The applicable components in the mobile circuit switched Network are the MSC, Mobile Service switching Centre, HLR, Home Location Register, VLR, Visitor Location Register, and RAN, Radio Access Network.
The CSCF acts as a call server and handles call signalling, it supports and controls the multimedia sessions and performs address translation functions. The CSCF can be functionally decomposed to S-CSCF, I-CSCF and P-CSCF.
The P-CSCF, proxy-CSCF, is the first contact point in a visited IMS network and it provides authorization of bearer resources, further it forwards a SIP register request received from the UE, User Equipment, to an I-CSCF determined using the home domain name, as provided by the UE. In The opposite direction it forwards the SIP request or response to the UE. Moreover the CSCF forwards SIP messages received from the UE to an S-CSCF whose name the P-CSCF has received as a result of the registration procedure.
The I-CSCF, Interrogating-CSCF, is the contact point within an operator's network for all connections destined to a subscriber of that network operator. There may be multiple I-CSCFs within an operator's network. A function performed by the I-CSCF is assigning an S-CSCF to a user performing SIP registration.
The S-CSCF, Serving-CSCF, is the node that performs the session management for the IMS network. There can be several S-CSCFs in the network. The main functions of S-CSCF include: IMS session handling, acceptation of registration requests from OS, and interaction with an optional SIM for the support of services. Further it provides endpoints for specific services, like for example notification of tones/announcement, allocation of additional media resources, billing notification.
The HSR, Home Subscriber Register, in the centralized subscriber database.

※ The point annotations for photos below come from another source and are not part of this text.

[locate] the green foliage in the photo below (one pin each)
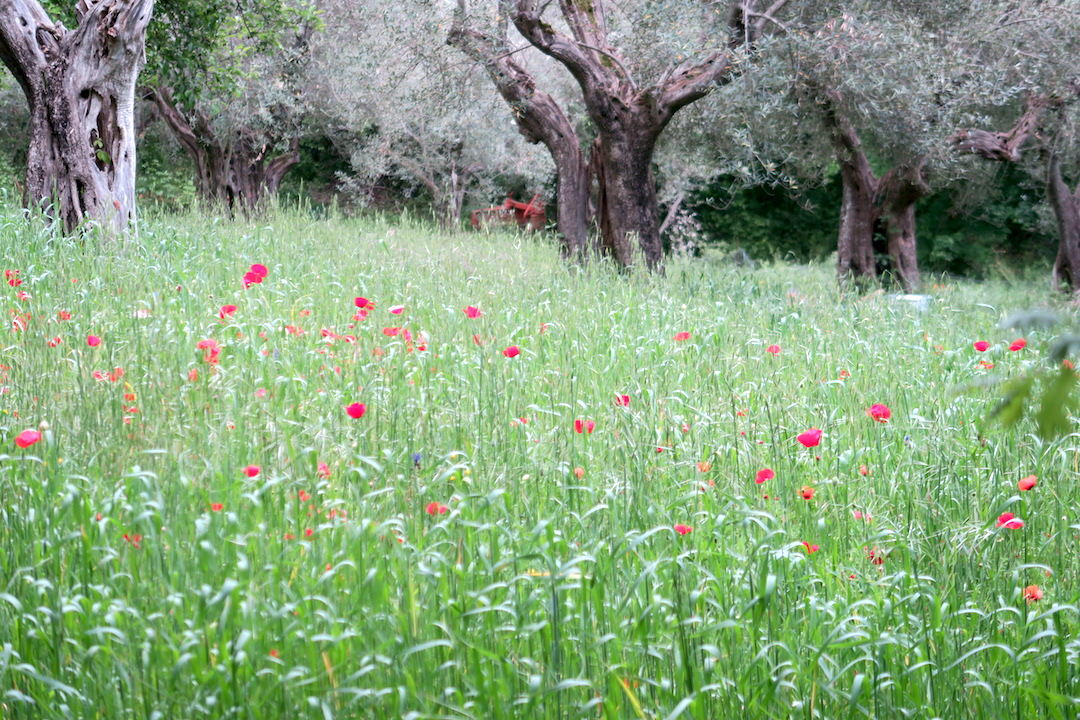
(769, 222)
(973, 232)
(201, 48)
(539, 594)
(165, 175)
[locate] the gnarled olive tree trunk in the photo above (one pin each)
(1008, 147)
(901, 189)
(629, 119)
(234, 172)
(1066, 205)
(869, 203)
(539, 119)
(80, 85)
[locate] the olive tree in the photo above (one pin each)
(409, 110)
(635, 66)
(80, 86)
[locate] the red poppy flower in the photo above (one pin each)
(879, 412)
(27, 437)
(1009, 520)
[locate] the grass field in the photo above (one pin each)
(204, 530)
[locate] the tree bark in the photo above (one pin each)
(1066, 206)
(1006, 147)
(630, 214)
(630, 119)
(80, 86)
(232, 172)
(859, 212)
(901, 189)
(859, 215)
(539, 119)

The HSR interfaces with the I-CSCF and the S-CSCF to provide information about the location of the subscriber and the subscriber's subscription information. The HSR is responsible for holding the following user related Information: user identification, numbering and addressing information, user security information for authentication and authorization. The HSR supports the user registration, and stores inter-system location information.

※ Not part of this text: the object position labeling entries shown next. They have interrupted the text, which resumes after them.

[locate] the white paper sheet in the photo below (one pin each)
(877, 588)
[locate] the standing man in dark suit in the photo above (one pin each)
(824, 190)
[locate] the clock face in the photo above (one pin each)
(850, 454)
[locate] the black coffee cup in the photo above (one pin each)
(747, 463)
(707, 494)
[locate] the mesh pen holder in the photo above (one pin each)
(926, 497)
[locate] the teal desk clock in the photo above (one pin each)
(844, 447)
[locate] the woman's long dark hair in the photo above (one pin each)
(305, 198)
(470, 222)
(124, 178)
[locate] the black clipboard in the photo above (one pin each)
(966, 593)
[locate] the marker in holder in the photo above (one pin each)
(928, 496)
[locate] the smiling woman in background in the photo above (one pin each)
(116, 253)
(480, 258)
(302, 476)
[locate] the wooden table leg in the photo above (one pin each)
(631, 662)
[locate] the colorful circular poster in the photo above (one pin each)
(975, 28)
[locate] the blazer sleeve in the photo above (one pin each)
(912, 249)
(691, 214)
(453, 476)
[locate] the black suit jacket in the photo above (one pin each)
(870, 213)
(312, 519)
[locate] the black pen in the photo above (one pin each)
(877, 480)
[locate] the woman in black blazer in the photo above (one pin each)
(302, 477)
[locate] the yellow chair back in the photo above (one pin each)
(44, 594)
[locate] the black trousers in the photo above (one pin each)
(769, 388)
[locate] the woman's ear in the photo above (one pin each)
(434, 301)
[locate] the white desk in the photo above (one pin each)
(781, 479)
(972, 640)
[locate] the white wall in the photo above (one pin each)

The MGCF, Media Gateway Control Function, performs the inter-working between IMS and legacy circuit switched networks, like GSM. An IMS network may contain several MGCF nodes. The actual media, e.g. voice, is passed through an MGW, Media Gateway. One MGCF controls one or more MCWs.
The MGCF performs protocol conversion between cellular call control protocols and IMS protocols. For example, the MGCF receives a SIP message from the CSCF and converts this message into appropriate ISUP, ISDN user Part, message and sends this ISUP message to the MSC. Thus, the primary function of MGCF is to convert signalling information from one format to another. This will predominantly be between ISUP, commonly used in circuit switched networks and SIP as used in IMS.

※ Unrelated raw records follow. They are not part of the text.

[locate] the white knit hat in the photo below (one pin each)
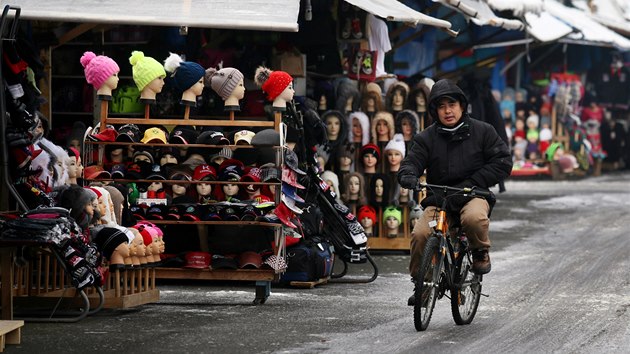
(397, 143)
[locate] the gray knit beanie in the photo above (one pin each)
(223, 81)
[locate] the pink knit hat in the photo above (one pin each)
(98, 68)
(272, 82)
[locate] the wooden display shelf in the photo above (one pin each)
(216, 274)
(387, 243)
(10, 333)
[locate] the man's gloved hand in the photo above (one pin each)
(408, 181)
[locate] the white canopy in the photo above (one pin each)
(589, 31)
(267, 15)
(480, 13)
(393, 10)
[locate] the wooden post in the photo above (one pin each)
(104, 112)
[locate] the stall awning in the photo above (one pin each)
(546, 28)
(607, 12)
(264, 15)
(393, 10)
(588, 30)
(480, 13)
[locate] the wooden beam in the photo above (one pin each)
(75, 32)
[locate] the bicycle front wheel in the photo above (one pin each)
(466, 291)
(427, 283)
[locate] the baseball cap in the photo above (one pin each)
(174, 212)
(249, 260)
(154, 135)
(129, 133)
(197, 260)
(118, 170)
(243, 137)
(143, 153)
(205, 172)
(211, 137)
(108, 134)
(209, 212)
(289, 176)
(156, 172)
(183, 134)
(285, 215)
(290, 203)
(291, 160)
(191, 213)
(156, 212)
(138, 170)
(95, 171)
(266, 137)
(291, 192)
(223, 262)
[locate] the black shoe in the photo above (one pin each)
(481, 262)
(412, 299)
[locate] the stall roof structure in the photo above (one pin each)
(264, 15)
(481, 14)
(393, 10)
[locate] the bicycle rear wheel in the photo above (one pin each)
(427, 284)
(466, 291)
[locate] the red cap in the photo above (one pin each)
(204, 172)
(198, 260)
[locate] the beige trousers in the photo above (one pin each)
(475, 223)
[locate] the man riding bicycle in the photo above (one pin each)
(457, 151)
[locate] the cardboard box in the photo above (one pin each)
(292, 63)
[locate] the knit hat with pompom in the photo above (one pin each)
(223, 81)
(145, 69)
(182, 74)
(272, 82)
(98, 68)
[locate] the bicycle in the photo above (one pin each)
(446, 265)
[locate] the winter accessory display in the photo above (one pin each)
(272, 82)
(108, 238)
(154, 135)
(365, 126)
(182, 74)
(98, 68)
(223, 81)
(397, 143)
(371, 149)
(367, 211)
(204, 172)
(145, 69)
(243, 137)
(392, 212)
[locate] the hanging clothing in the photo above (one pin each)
(379, 40)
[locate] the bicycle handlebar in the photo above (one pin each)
(470, 191)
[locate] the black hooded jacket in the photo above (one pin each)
(471, 155)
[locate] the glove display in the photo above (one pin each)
(408, 181)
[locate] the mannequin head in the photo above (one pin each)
(100, 72)
(227, 83)
(379, 190)
(367, 217)
(392, 217)
(370, 155)
(406, 123)
(397, 96)
(278, 85)
(354, 188)
(148, 74)
(360, 124)
(382, 127)
(186, 76)
(395, 152)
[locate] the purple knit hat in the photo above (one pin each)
(98, 68)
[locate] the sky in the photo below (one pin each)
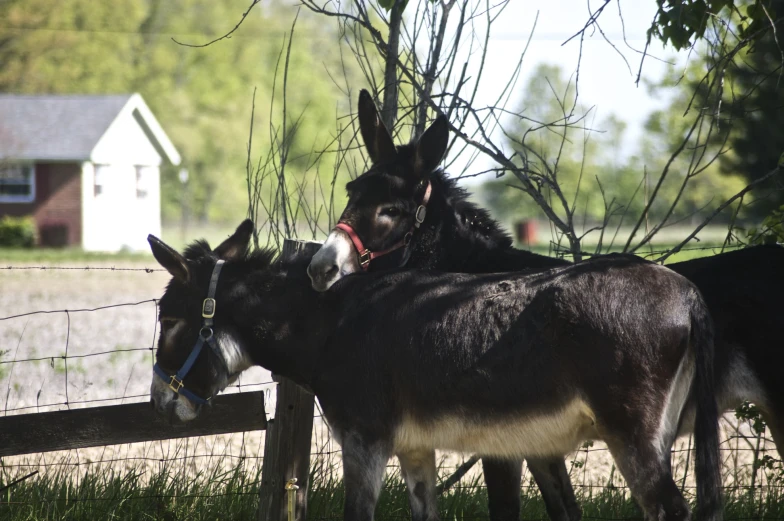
(608, 68)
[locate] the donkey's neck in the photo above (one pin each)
(458, 235)
(282, 322)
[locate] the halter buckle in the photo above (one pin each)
(208, 308)
(174, 381)
(420, 215)
(364, 258)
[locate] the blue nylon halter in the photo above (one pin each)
(205, 336)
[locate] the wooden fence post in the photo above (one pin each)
(288, 440)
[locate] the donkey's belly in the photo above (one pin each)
(554, 433)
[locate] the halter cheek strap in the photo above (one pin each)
(365, 255)
(205, 336)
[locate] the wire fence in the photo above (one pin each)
(75, 337)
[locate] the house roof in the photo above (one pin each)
(68, 127)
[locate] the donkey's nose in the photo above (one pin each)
(321, 274)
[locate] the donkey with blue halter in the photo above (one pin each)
(506, 365)
(742, 289)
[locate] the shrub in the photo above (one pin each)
(17, 232)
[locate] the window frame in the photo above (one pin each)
(22, 199)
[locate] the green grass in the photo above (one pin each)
(211, 495)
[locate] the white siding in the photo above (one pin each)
(117, 218)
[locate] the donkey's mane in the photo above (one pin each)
(254, 260)
(473, 218)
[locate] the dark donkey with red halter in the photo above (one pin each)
(503, 364)
(743, 289)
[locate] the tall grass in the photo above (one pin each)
(215, 494)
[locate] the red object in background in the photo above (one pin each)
(525, 231)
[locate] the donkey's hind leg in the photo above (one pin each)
(646, 470)
(503, 488)
(553, 480)
(364, 462)
(419, 472)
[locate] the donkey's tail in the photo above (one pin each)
(706, 421)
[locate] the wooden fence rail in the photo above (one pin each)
(129, 423)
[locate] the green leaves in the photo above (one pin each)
(681, 22)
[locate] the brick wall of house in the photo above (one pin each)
(57, 208)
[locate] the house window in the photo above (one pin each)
(101, 179)
(144, 177)
(17, 183)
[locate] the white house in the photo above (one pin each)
(86, 168)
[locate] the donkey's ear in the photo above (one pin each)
(378, 140)
(236, 246)
(169, 258)
(431, 147)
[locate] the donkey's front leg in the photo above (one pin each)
(556, 488)
(419, 472)
(364, 462)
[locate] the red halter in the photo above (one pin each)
(365, 255)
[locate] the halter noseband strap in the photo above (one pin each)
(365, 255)
(205, 336)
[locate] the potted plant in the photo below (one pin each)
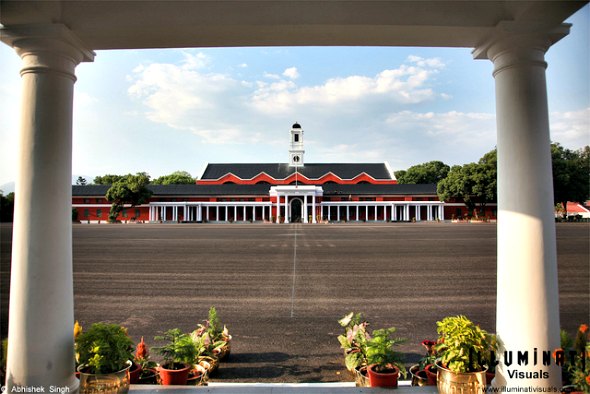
(179, 353)
(385, 365)
(353, 342)
(424, 373)
(577, 366)
(218, 333)
(104, 353)
(148, 368)
(463, 348)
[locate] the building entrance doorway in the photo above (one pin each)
(296, 213)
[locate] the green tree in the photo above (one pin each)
(474, 183)
(129, 189)
(176, 178)
(431, 172)
(571, 174)
(107, 179)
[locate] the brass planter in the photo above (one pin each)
(449, 382)
(111, 383)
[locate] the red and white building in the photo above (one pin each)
(295, 191)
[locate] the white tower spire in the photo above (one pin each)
(296, 150)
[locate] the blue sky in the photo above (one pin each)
(165, 110)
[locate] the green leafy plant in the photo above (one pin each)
(104, 348)
(211, 337)
(380, 350)
(462, 345)
(354, 340)
(179, 350)
(142, 357)
(430, 356)
(577, 355)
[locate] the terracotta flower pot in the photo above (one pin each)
(174, 377)
(134, 373)
(149, 376)
(467, 383)
(361, 379)
(431, 373)
(116, 382)
(383, 379)
(418, 376)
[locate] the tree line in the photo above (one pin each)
(476, 183)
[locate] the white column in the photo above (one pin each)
(527, 314)
(286, 208)
(40, 343)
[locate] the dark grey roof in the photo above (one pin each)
(283, 170)
(262, 190)
(370, 189)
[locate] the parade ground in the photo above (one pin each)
(280, 289)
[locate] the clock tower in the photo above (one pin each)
(296, 150)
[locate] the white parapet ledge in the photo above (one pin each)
(278, 388)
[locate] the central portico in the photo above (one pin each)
(296, 202)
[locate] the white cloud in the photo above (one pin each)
(187, 98)
(407, 84)
(291, 73)
(571, 129)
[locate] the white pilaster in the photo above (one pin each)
(286, 208)
(527, 314)
(40, 339)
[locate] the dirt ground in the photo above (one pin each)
(281, 288)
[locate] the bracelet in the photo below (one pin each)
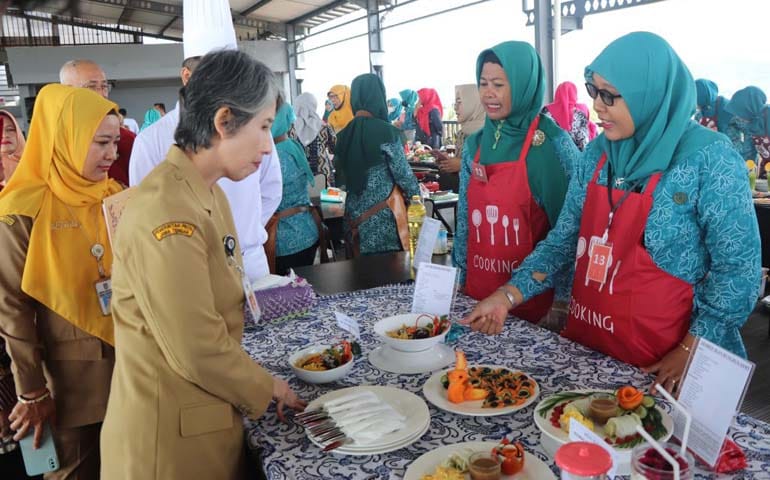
(509, 296)
(29, 401)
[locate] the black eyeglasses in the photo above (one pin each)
(608, 98)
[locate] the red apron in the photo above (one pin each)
(762, 144)
(711, 122)
(641, 312)
(504, 225)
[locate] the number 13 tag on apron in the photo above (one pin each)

Like the MGCP for signalling, the MGW can provide comparable conversion for the media. This will predominantly be between PCM, Pulse Code Modulation, commonly uses in circuit switched networks and an IP based format like uses in the IMS. The MGW may also provide additional facilities for the IMS like secured tunnelling or firewall.
The actual IMS services are provided by AP, IMS service applications, running on the AS, Application Server. The AS is connected to the S-CSCFs in the IMS network through a SIM, Service Interaction Manager. The SIM takes care of chaining multiple services as well as solving inconsistencies when invoking multiple services. Additionally the SIM may take care that required information is extracted only once from registers like the HSR and passed to multiple services.
Terminals in the IMS network can establish voice calls using SIP as the signalling protocol. The SIP messages are sent to communicate one request to the CSCF, Call Session Control Function, in the IMS. In this case, the media, is transmitted as packets throughout the network.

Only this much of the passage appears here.